Kafamı kaldırıp bizimkilerin baktığı yöne baktım. Siyah saçlı, açık renkli gözlü kısa bir elbise giymiş kadını gösteriyordu. Kadın diyorum, çünkü öğrenci değildi. Öğrencilerin üniforması vardı. Evet beyaz, yakalı, okul amblemli bir tişört ve gri okul şortuylaydım.

Yan gözle Mustafa'ya baktım. Hala kadını beğeniyle süzüyordu. Muhtemelen fiziği düzgün olduğundan ve yüzünün de güzel olduğundan kaynaklıydı. Ama çok da ilgimi çekmedi. Telefonuma gelen bildirimle ekrana bakıp Kaya'ya mesaj yazmaya başladım.

Kafamı kaldırdığımda parmak ucunda seke seke yürüyerek bize doğru geliyordu. Göz göze geldik; gözünü çekmedi. Şimdi de bana bakarak buraya doğru yürüyordu.
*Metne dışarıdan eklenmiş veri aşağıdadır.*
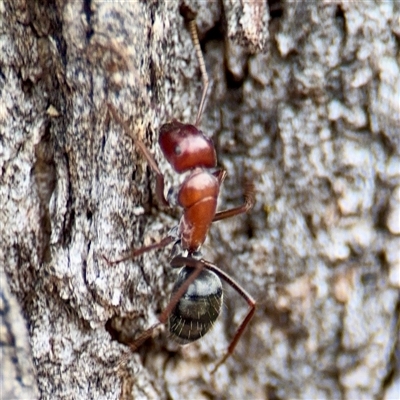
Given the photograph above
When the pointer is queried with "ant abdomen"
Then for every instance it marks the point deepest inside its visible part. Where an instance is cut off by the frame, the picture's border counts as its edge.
(198, 308)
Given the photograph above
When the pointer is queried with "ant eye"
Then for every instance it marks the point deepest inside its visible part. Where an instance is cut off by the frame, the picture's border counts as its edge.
(178, 150)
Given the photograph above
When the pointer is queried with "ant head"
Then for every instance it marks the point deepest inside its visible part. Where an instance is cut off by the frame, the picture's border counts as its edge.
(186, 147)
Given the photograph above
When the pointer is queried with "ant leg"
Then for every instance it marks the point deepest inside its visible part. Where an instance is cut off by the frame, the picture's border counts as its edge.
(135, 253)
(146, 153)
(249, 200)
(176, 262)
(191, 262)
(204, 75)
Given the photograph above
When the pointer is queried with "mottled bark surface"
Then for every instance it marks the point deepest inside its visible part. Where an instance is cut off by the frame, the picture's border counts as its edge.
(304, 100)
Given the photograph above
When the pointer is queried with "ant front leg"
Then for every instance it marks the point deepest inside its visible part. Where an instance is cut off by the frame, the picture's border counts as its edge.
(138, 252)
(249, 200)
(147, 155)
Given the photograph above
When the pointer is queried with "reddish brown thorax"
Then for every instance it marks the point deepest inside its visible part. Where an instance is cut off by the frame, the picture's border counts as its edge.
(186, 148)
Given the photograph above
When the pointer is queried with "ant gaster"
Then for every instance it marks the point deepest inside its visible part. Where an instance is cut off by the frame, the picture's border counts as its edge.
(196, 298)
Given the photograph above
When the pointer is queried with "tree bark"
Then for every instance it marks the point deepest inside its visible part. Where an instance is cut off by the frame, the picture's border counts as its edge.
(304, 100)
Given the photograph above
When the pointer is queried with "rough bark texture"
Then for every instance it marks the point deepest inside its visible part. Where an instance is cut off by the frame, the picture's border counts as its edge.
(304, 100)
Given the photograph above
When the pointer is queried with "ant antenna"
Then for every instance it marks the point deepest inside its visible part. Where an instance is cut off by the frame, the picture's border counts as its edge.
(204, 75)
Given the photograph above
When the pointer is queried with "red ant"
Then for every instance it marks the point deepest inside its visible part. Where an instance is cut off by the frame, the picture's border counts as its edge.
(196, 298)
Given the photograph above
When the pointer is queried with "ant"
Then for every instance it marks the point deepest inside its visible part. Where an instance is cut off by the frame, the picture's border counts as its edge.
(196, 298)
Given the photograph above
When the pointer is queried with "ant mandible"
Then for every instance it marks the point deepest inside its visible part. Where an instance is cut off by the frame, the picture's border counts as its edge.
(196, 298)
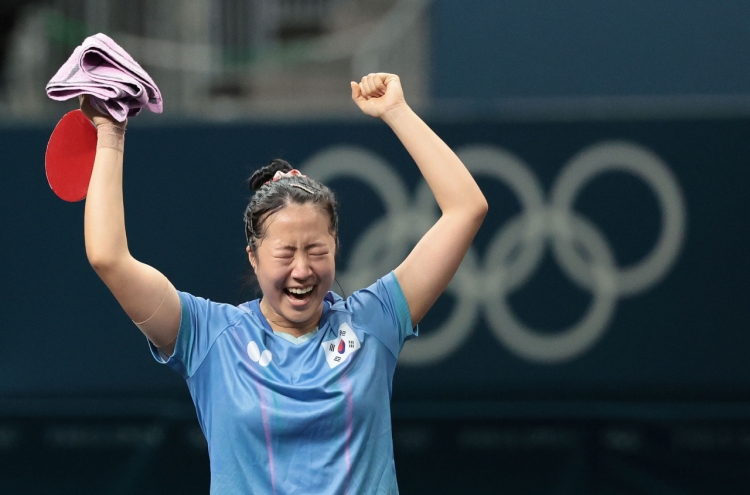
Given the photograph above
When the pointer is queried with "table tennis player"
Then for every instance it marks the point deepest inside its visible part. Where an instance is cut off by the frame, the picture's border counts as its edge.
(292, 390)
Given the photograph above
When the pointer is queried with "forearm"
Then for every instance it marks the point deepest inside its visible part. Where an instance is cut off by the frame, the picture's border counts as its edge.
(104, 218)
(453, 186)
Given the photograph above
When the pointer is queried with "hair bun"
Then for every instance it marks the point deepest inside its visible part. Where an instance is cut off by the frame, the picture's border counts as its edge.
(263, 175)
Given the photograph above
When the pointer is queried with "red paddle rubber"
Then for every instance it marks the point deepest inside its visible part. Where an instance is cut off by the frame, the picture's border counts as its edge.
(70, 156)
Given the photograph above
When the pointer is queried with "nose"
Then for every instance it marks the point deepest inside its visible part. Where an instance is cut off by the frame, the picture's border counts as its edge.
(302, 270)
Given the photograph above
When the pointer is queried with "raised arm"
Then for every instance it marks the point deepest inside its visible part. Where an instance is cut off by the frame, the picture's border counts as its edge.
(428, 269)
(144, 293)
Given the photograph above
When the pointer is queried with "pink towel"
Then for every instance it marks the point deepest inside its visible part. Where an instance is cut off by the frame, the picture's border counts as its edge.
(117, 84)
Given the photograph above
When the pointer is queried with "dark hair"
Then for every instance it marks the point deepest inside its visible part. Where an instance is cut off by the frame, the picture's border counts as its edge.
(273, 195)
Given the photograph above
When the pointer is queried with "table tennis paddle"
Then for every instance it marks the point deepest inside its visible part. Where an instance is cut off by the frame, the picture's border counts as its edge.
(70, 155)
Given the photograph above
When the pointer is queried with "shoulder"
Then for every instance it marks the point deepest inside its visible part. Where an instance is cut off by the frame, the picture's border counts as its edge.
(199, 310)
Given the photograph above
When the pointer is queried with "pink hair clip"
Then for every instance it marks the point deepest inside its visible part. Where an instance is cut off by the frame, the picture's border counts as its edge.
(292, 173)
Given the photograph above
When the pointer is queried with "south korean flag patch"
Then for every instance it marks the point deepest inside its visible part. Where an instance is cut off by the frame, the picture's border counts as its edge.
(338, 350)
Kaşlarımı çatıp sırtımı yasladığım korkuluğun üstüne oturdum. Dibimize kadar gelip gülümsedi. "Alper sen misin?" Haydi Bismillah.

Kaşlarımı çatarak, "Evet?" Dedim. Yan gözle çevreye bakınca karşıdaki çocukların da bize baktığını gördüm. Elini garip bir şekilde uzatıp "Ben Mine." Dedi. Garip diyorum, çünkü kolu önce yukarı çıkıp sonra bana doğru indi. Uzanıp elini sıktığımda, "Danışmanın benim. Şamil bey buradaki görevine son verdi." Dediğinde kaşlarımı iyice çattım. O adam okulun psikoloğuydu. Gitmeden kadını bulup, "Bak bu çocuk sakat. Ona mukayet ol." Falan mı demişti? Başımı sallamakla yetindim. Akıllısı beni bulmaz. Delisi peşimi bırakmaz...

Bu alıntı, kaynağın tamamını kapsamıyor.